ABOVE: Oyster Bay Pump Works
Patrick Gaillard, president of Oyster Bay Pump Works, a producer of automated liquid dispensing laboratory equipment, recently signed a consent agreement with the Bureau of Industry and Security (“BIS”) under which he agreed to a three-year denial order and a $300,000 fine, $275,000 of which was suspended for one year provided that he commits no further export violations. According to the charging documents, Gaillard shipped laboratory equipment made by his company to Cuba and Iran by transshipping the equipment through Germany and the U.A.E.
Back in 2007. Gaillard pleaded guilty to criminal charges arising out of one of these exports and was sentenced to 30 days in prison, a $25,000 criminal fine, three years of probation, and a $300 special assessment. And, apparently, as Mr. Gaillard walked out of prison after serving his time, there were his friends from BIS, who participated no doubt in the criminal investigation, waiting at the prison gate for a second bite at Mr. Gaillard’s apple. BIS is free to waive about the Supreme Court’s decision in Hudson v. United States, 522 U.S. 93 (1997), which held that subsequent administrative fines almost never violate the Double Jeopardy Clause, but that doesn’t make the double whammy fair or decent, particularly where BIS is knee deep in the criminal trial.

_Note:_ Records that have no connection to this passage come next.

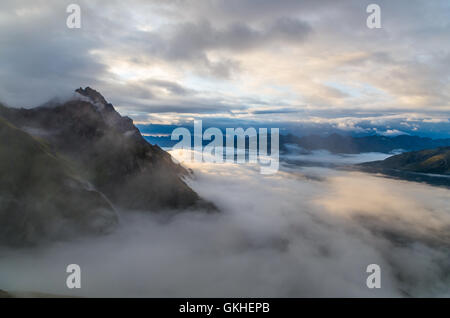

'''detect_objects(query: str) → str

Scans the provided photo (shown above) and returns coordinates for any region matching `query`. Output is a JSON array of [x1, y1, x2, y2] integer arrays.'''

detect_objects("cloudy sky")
[[0, 0, 450, 136]]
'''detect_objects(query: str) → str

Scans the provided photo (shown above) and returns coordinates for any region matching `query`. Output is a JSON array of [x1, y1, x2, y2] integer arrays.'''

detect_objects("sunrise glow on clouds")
[[0, 0, 450, 133]]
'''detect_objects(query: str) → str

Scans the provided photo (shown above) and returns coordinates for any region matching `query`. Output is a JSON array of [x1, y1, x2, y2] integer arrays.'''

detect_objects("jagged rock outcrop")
[[0, 87, 215, 244]]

The charging documents also accuse Gaillard of “acting with knowledge,” but the facts supporting these charges don’t seem altogether consistent with that.
Gaillard had knowledge that violations of the regulations were occurring or were about and intended to occur because Gaillard knew of the U.S. embargo of Iran and that the items could not be exported to Iran without U.S. Government authorization. In or around November 2005, a sales representative from an Iranian company approached Gaillard for the sale and export of the items described above to Iran. When Gaillard declined, citing the U.S. embargo of exports to Iran, the sales representative arranged with Gaillard to have the items exported to the Iranian company’s trading arm in the U.A.E., from where the items would be transshipped to Iran.
This suggests that Gaillard may have held the common, but incorrect, belief that the Iran sanctions would not block an export to a country other than Iran. Once the item is in the foreign country, so the belief goes, it is the law of that foreign country which governs whether or not the item can be exported to Iran. If that is what Gaillard believed, it is hard to assert that Gaillard acted with knowledge that his actions were illegal even if his belief were incorrect.